ATM – Review

ATM – Review

Review by FilmFellaHenry – 5/10

From the writer of Buried comes another limited location horror flick, this time set within an isolated ATM point. Premise is simple: two men and a woman trapped within the small building, whilst a shadowy man taunts them from outside. Oh, and he’s a killer.

In truth, I wasn’t expecting much from this seemingly bog standard horror fare. Considering the tenuous nature of horror films in general, ATM’s trailer showed neither the innovation nor atmosphere to elevate it beyond the swamp of mediocrity. That said, I’m a sucker for single location settings, so figured that alone may be enough to prompt at least a mild interest.

Should have gone with my gut on this one. ATM is nothing if not average, a film content to adhere to formula without the assumed risk of originality. This self-imposed constraint is most obvious in the film’s structure, kicking off with fifteen minutes of unnecessary background for the film’s three dull characters. Moving to the central location of the ATM kiosk, the group perform a series of futile and ill-conceived methods to escape the situation, while their tormentor does a bit of DIY on their supposed prison. After various side and main characters get taken out, we are treated to an expected twist ending that is both logistically and narratively flawed.

Nothing really works with ATM. For a film that centres on the dilemmas and trials of three central characters, I expected at least one of them to be interesting; instead, they redefine the term ‘bland’, to the point where a Dalek, C3PO and Truman Capote would have been better casting. The antagonist is a generic mute killer that I’ve seen a hundred times before, where the only redeeming feature is an occasional brutality that does little to offset his complete lack of character. Sure, you could maybe say the same about Jason Vorhees, Mike Myers etc, but at least those guys were genuinely scary. This dude is just a bloke in a parker jacket. Why the three victims couldn’t just have rushed him and a laid a beat down is beyond me. Or, for that matter, just each run off in separate directions and guarantee two would escape. Bad characters make bad choices I guess.
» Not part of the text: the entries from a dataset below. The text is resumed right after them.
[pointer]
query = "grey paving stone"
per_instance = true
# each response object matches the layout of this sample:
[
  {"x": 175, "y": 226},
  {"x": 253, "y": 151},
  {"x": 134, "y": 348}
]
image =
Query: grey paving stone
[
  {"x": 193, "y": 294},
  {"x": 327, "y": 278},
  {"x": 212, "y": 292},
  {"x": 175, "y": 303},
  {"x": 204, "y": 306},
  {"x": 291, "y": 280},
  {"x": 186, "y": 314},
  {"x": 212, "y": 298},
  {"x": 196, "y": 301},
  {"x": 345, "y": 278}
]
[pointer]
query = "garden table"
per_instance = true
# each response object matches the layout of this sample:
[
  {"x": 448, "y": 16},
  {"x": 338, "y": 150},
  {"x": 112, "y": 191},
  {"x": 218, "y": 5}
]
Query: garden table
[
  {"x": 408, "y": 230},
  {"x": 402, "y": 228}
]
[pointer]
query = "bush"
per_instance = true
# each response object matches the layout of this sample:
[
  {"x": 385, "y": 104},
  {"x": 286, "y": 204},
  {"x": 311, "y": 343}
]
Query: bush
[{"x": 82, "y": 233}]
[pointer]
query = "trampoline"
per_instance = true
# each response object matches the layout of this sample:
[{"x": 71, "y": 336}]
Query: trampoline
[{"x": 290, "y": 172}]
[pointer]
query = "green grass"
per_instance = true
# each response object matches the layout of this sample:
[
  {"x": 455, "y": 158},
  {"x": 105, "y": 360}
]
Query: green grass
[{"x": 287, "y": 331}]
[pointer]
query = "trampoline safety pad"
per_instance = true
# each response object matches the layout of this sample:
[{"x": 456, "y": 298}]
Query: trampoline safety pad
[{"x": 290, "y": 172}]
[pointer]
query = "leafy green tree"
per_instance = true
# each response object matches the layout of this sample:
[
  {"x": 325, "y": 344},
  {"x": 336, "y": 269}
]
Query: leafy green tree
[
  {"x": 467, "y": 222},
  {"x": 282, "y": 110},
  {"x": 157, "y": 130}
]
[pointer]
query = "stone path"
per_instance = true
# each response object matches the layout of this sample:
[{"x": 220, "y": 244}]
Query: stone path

I’d go into the boring cinematography, forgettable dialogue and pitiful attempt at suspense, but that just seems like prodding a wound that’s already festered. So I’ll wash my hands of ATM and recommend you give this one a miss.


About filmfellahenry
Film reviewer, script writer and occasional painter. Fan of Lumet, Aronofsky and Kubrick, with a good measure of early John Carpenter thrown in. Particularly like post-apocalyptic sci-fi, horror and fantasy film genres.

2 Responses to ATM – Review

  1. Filmfella Darren says:

    One to avoid then Brown – I can’t think of anything more frustrating than an ATM that doesn’t work. I thought ATM looked like a cash-in when I saw the trailer. I’m a big fan of one location settings too. Sidney Lumet and Hitchcock were the masters of it, but I thought Joel Shumacher had a good attempt at the genre with Phone Booth. Have you seen, Man on a ledge yet? I’m on the fence about it from what i’ve seen of the promotion. It does seem like the kind of genre that you could take the location first and then write the script second. You could say, set a film in a post-box or public toilet and then make a murky thriller from it, particularly murky in a toilet i’d say. And you know there would be a lot of people who would go and see a film about someone murdering people sitting on the bog.

    • filmfellahenry says:

      Haven’t seen it yet – though I share the same suspicion that it will go down a Phonebooth styled path. Which, incidentally, I found to be completely unsatisfying: I expected a minimalistic Hitchcockian thriller when instead I got some overblown Schumacher nonsense that buggered up an interesting premise. The first Saw film was the same: had they refrained form all that flashback nonsense and remained confined with the two characters in that room, the story would have been told in a far more interesting way.